SpaceX is days away from going public on the Nasdaq, and it just disclosed a deal that could reshape how investors think about the company.
According to a report by Yahoo Finance, SpaceX has signed a landmark cloud and AI infrastructure agreement with Alphabet's Google. The deal gives Google access to a large AI data center built around high-performance Nvidia GPUs that SpaceX has already built or is rapidly scaling. The total value of the agreement runs north of $30 billion.
At the core of the arrangement, SpaceX is leasing a cluster of approximately 110,000 Nvidia GPUs, along with CPUs, memory, and supporting infrastructure to Google. Google secures computing capacity without bearing the full construction cost or capital risk of building it. For SpaceX, the deal converts existing infrastructure into predictable revenue from one of the most recognizable corporate customers in the world.
The timing is deliberate. SpaceX is scheduled to begin trading Friday, and investors have been pressing the company to demonstrate that it can generate recurring revenue beyond rocket launch contracts and Starlink subscriptions. A blue chip reference customer paying nearly $1 billion per month helps that case.
Under the terms of the deal, SpaceX will ramp up its GPU cluster at a reduced rate running through September. Full commercial capacity is scheduled to come online in October, and the agreement runs through June 2029. That works out to roughly 33 months of peak operations. During that period, Google will pay SpaceX $920 million per month.
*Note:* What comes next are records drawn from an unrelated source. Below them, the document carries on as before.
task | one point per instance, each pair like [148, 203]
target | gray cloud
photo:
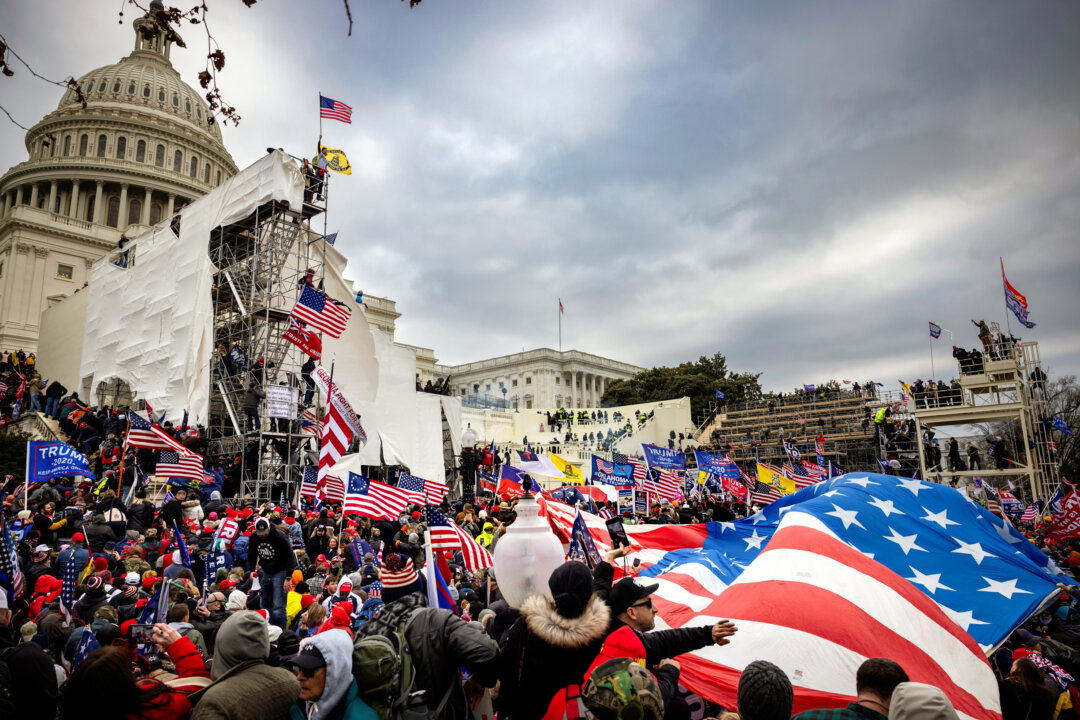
[800, 186]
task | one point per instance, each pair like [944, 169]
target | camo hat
[620, 689]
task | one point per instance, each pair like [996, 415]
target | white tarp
[403, 426]
[150, 324]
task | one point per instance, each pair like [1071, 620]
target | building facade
[541, 378]
[140, 146]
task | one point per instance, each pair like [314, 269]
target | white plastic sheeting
[404, 426]
[150, 325]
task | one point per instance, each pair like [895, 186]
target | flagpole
[1006, 293]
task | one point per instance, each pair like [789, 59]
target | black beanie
[765, 692]
[571, 586]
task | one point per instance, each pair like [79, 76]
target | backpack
[383, 669]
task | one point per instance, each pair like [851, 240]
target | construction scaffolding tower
[1008, 390]
[261, 262]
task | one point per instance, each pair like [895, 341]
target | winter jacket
[244, 687]
[340, 698]
[544, 652]
[440, 642]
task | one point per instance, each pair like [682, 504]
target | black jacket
[440, 642]
[544, 652]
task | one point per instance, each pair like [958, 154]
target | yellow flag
[775, 479]
[568, 469]
[336, 161]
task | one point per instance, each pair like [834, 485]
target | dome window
[112, 216]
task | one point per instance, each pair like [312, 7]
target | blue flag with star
[982, 572]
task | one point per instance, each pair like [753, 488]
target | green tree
[699, 381]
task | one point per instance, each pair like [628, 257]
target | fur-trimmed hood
[545, 623]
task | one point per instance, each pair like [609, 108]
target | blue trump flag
[613, 474]
[49, 459]
[975, 566]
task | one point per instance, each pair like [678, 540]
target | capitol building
[142, 147]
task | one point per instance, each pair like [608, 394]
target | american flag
[309, 486]
[334, 110]
[333, 489]
[433, 491]
[763, 493]
[321, 312]
[335, 440]
[376, 500]
[446, 535]
[9, 565]
[666, 485]
[174, 464]
[144, 434]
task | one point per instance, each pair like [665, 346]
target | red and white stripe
[786, 603]
[334, 442]
[333, 489]
[453, 538]
[381, 501]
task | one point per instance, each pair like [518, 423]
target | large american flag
[321, 312]
[446, 535]
[334, 442]
[144, 434]
[333, 489]
[334, 110]
[9, 565]
[174, 464]
[432, 491]
[309, 486]
[375, 500]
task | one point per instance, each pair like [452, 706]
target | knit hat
[571, 586]
[765, 692]
[399, 578]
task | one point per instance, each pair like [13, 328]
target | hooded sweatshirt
[336, 647]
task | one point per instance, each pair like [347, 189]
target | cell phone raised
[140, 635]
[618, 532]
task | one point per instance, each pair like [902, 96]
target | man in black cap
[631, 603]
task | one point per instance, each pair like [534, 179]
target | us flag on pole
[334, 110]
[321, 312]
[174, 464]
[446, 535]
[376, 500]
[433, 491]
[334, 442]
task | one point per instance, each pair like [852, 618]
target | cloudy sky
[800, 186]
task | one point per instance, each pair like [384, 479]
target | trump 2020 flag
[49, 459]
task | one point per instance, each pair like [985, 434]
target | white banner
[322, 378]
[281, 402]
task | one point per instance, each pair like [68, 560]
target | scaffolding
[261, 262]
[1007, 390]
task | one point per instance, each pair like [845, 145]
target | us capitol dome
[145, 146]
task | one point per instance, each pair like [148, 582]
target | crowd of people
[289, 612]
The contract includes a performance clause tied to the September ramp-up. If SpaceX cannot deliver the full committed GPU count by September 30, it receives a one-month grace period. After that, Google can either walk away or accept a lower capacity at a prorated monthly fee. After December 31, either company can terminate the agreement with 90 days' notice.
The deal also signals a significant shift in what SpaceX actually is as a company. Its core business has long centered on rockets, satellites, and Elon Musk's ambitions for Mars. Leasing a 110,000-GPU computing cluster to a hyperscaler is a different kind of business entirely. It puts SpaceX in direct competition with established cloud infrastructure providers at a moment when Nvidia GPU access is one of the scarcest and most expensive resources in the AI industry.
AI developers are pushing to train larger generative models and deploy inference at scale. Hyperscalers like Google face relentless demand for computing power they can supply to customers. Nvidia's hardware remains the standard for model training and inference, but supply remains tight. That scarcity is part of what makes SpaceX's existing cluster valuable enough to command nearly $1 billion a month from one of the world's largest technology companies.
SpaceX's IPO is set for Friday on the Nasdaq.